Methods: We performed a double-blind, randomized, placebo-controlled study of thalidomide as therapy for oral aphthous ulcers in HIV-infected patients. The patients received a four-week course of either 200 mg of thalidomide or placebo orally once per day. They were evaluated weekly for the condition of the ulcers, their quality of life, and evidence of toxicity. Assays were performed for plasma tumor necrosis factor alpha (TNF-alpha), soluble TNF-alpha receptors, and HIV RNA.

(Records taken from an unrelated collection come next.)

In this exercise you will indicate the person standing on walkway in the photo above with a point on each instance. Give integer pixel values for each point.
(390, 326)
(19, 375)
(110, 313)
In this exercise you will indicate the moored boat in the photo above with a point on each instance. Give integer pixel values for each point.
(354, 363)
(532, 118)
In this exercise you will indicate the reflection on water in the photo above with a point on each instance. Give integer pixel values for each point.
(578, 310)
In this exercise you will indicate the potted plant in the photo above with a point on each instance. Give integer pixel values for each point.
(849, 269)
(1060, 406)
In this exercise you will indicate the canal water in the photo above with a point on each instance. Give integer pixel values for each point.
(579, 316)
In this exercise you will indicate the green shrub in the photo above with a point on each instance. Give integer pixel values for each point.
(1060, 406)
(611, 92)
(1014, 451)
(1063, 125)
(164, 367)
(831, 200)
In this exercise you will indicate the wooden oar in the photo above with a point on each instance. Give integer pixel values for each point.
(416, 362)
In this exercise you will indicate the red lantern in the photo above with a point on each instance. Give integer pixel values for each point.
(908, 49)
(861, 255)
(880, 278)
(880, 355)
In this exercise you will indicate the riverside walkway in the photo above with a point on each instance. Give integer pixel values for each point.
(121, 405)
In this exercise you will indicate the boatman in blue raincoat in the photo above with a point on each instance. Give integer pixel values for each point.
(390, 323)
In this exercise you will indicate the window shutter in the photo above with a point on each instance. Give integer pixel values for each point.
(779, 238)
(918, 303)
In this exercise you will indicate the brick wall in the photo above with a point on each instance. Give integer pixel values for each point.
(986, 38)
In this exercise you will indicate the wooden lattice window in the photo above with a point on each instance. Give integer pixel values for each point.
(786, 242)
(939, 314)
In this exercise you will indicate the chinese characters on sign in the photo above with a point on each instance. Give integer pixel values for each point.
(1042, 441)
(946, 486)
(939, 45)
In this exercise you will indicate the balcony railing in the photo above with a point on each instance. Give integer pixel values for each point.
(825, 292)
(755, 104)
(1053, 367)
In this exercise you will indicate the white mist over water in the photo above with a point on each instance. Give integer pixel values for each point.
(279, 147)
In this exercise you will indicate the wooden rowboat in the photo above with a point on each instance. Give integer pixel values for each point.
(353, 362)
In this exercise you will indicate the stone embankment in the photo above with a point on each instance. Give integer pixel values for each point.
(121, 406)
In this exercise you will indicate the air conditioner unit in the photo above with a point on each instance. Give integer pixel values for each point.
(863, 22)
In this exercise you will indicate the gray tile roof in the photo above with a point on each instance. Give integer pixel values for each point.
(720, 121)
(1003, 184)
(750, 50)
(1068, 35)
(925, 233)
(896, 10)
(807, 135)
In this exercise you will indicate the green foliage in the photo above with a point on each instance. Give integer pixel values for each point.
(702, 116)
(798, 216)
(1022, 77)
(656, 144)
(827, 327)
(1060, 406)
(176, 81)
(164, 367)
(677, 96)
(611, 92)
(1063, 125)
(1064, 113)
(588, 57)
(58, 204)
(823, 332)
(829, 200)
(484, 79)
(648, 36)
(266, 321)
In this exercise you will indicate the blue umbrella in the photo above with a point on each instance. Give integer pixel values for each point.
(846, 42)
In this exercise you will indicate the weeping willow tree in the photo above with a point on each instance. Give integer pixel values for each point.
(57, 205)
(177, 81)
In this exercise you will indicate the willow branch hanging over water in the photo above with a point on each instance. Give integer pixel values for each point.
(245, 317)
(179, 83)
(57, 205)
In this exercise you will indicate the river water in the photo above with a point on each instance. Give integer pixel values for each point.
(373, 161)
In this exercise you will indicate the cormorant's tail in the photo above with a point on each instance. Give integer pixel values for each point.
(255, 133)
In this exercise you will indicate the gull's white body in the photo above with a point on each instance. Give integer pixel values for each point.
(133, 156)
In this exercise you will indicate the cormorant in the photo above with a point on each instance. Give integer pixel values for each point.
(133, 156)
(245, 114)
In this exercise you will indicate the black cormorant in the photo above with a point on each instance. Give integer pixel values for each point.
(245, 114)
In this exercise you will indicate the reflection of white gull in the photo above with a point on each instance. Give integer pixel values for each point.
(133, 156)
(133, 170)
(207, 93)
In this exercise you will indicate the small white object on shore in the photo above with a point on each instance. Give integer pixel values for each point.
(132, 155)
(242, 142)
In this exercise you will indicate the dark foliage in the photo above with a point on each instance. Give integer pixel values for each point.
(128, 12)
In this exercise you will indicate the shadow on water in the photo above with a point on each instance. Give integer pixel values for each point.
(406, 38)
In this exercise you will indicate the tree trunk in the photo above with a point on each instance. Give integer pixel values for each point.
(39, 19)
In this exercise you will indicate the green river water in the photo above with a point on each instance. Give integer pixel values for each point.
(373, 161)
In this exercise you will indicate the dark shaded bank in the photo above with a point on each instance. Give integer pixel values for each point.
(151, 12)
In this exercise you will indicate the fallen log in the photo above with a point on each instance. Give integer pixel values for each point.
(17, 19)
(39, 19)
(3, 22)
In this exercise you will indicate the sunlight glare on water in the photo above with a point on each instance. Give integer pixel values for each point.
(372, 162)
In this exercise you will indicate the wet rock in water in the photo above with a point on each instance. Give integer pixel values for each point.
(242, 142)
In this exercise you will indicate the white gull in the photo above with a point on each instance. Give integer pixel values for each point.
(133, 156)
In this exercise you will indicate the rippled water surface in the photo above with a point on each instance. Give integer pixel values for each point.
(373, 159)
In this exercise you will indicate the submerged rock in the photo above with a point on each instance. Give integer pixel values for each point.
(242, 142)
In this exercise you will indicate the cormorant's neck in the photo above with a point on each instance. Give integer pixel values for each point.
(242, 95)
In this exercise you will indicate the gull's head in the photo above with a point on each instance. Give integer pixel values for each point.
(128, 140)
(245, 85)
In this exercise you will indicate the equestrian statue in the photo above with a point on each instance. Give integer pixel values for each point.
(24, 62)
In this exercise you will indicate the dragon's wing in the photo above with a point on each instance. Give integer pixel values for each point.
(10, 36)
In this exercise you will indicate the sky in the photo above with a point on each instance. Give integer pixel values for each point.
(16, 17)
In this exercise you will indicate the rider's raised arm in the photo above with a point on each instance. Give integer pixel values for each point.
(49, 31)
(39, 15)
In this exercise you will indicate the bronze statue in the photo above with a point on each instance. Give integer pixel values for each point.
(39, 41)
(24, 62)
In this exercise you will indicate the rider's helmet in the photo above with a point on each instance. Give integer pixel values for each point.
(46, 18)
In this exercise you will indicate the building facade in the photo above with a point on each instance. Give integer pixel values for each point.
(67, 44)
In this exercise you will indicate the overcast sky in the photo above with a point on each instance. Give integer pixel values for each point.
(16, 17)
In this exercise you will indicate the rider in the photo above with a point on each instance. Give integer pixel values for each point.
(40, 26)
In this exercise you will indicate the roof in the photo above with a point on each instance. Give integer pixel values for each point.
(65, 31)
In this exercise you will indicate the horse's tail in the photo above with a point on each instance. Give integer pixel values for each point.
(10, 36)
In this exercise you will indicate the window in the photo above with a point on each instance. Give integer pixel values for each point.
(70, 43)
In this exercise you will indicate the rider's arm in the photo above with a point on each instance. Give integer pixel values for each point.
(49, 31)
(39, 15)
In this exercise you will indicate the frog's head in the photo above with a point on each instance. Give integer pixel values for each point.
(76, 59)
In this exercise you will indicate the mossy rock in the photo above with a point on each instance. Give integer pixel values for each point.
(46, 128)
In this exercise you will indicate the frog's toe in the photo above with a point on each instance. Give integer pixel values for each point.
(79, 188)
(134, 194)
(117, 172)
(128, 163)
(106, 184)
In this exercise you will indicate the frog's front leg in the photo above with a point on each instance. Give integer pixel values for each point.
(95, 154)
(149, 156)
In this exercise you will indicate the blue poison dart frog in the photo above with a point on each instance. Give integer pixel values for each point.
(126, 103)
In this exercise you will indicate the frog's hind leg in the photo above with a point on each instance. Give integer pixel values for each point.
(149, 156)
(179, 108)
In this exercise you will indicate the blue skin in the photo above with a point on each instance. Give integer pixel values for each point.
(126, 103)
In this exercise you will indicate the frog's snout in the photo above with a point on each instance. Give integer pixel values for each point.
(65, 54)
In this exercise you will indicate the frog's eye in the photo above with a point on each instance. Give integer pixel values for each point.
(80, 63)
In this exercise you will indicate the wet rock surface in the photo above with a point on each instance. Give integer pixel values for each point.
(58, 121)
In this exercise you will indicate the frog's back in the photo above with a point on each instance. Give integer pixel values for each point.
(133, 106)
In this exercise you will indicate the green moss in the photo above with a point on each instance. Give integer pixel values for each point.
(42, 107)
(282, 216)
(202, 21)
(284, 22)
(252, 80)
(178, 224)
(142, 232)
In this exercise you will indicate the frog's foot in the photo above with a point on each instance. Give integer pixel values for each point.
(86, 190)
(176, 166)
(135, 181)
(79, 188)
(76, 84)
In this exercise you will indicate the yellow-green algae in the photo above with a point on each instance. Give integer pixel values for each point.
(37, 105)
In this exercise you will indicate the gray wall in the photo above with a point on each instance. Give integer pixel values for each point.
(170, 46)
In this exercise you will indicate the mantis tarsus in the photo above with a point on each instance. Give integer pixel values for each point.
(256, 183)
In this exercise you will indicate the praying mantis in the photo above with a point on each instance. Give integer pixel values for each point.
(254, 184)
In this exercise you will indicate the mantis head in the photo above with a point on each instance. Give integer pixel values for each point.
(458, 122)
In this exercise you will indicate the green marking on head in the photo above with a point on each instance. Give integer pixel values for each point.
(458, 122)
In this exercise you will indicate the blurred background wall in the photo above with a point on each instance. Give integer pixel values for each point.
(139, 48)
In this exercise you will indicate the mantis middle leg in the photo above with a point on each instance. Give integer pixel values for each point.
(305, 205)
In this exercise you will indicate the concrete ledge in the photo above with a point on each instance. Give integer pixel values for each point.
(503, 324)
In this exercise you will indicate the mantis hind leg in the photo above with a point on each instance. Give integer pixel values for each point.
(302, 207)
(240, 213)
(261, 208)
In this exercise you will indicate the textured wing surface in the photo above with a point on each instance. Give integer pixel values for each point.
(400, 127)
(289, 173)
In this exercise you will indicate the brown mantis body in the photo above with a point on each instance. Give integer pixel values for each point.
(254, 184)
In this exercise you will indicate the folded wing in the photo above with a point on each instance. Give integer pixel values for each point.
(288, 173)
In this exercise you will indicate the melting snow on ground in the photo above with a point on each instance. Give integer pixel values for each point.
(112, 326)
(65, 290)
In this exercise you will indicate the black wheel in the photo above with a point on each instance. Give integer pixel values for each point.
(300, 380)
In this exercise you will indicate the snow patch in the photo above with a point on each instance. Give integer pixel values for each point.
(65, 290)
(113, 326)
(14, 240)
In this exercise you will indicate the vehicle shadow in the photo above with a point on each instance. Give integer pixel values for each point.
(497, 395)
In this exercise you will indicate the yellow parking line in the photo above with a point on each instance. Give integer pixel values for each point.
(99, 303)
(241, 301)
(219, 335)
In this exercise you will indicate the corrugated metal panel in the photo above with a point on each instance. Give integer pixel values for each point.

Results: Sixteen of 29 patients in the thalidomide group (55 percent) had complete healing of their aphthous ulcers after four weeks, as compared with only 2 of 28 patients in the placebo group (7 percent; odds ratio, 15; 95 percent confidence interval after adjustment for group sequential testing, 1.8 to 499; unadjusted P<0.001). Pain diminished and ability to eat improved with thalidomide treatment. The adverse effects noted with thalidomide included somnolence and rash (7 patients each), and 6 of the 29 patients discontinued treatment because of toxicity. Thalidomide treatment increased HIV RNA levels (median increase, 0.42 log10 copies per milliliter; increase with placebo, 0.05; P=0.04). With thalidomide treatment there were unexpected increases in the plasma concentrations of TNF-alpha and soluble TNF-alpha receptors.
Conclusions: Thalidomide is an effective treatment for aphthous ulceration of the mouth and oropharynx in patients with HIV infection.